CITY BITES LIVE: Highlights from Ottawa Magazine’s Joe Beef kitchen party
City Bites

CITY BITES LIVE: Highlights from Ottawa Magazine’s Joe Beef kitchen party

A Joe Beef sandwich: David McMillan, Shawna Wagman and Fred Morin (L to R)

On Monday night I hosted a sold-out City Bites Live event at Urban Element, a celebration of the cookbook The Art of Living According to Joe Beef. The book’s co-authors, Frédéric Morin and David McMillan — also the chef-owners of the restaurant Joe Beef — were the guests of honour.
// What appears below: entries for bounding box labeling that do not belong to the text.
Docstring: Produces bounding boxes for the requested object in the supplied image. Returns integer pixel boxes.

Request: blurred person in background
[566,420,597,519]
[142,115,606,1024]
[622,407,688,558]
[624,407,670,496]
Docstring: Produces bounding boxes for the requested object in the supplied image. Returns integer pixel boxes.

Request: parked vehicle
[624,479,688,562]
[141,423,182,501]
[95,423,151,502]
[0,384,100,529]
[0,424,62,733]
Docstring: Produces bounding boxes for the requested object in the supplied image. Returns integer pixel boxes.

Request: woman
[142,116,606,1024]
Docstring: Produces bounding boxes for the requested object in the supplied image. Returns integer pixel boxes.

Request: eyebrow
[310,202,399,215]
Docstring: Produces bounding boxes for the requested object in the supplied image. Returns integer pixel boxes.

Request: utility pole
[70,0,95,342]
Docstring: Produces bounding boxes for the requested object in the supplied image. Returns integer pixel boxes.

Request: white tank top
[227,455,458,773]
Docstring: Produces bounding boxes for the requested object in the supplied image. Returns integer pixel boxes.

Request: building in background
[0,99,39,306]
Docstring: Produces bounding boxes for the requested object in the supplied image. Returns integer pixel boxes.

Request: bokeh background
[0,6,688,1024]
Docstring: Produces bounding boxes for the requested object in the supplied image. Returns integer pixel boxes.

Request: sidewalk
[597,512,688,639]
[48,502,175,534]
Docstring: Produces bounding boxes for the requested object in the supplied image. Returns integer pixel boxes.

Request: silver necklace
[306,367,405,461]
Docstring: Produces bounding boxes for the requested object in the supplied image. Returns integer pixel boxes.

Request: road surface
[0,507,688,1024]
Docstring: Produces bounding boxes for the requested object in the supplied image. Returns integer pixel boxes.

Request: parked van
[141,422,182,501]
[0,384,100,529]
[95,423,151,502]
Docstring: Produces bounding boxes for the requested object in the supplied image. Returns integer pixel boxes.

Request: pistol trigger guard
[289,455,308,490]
They were charming, irreverent, entertaining, and insightful and their good humour swept through the room, setting the tone for a fabulous night of eating, drinking, and gabbing.

From the food world perspective, it’s no exaggeration to say 2011 was the year of Joe Beef. Montreal’s Little Burgundy neighbourhood bistro is adored by everyone from Lesley Chesterman – the Gazette’s food critic who gave it a rating of 4 out of 4 – to celebrity chefs like Anthony Bourdain and David Chang, who calls Joe Beef his favorite restaurant in the world. The Joe Beef cookbook has topped just about every best cookbook list in North America from Martha Stewart to Bon Appétit and recently even won over Alice Waters, the godmother of the farm to fork ethos.

During the Q&A portion of the evening, Fred and David spoke a lot about their interest in staying connected to the history of the city in which they live and work. It was that desire that led them to resurrect the name Joe Beef, the nickname of the legendary 19th century innkeeper and working class hero Joseph McKiernan, and give it second and third lives in the form of their restaurant and now, as a cookbook of sorts. They have described Joe Beef as a cross between a food temple and Pee Wee’s Playhouse. Anyone who has been there will understand why. There’s a unique playfulness, a sense of whimsy, and an unpretentiousness that permeates everything from its attitude and décor, to its charming service, right down to the food on the round—never square—plates featuring things like truffled beer-can chicken or their version of the KFC double down made with lobes of fried foie gras.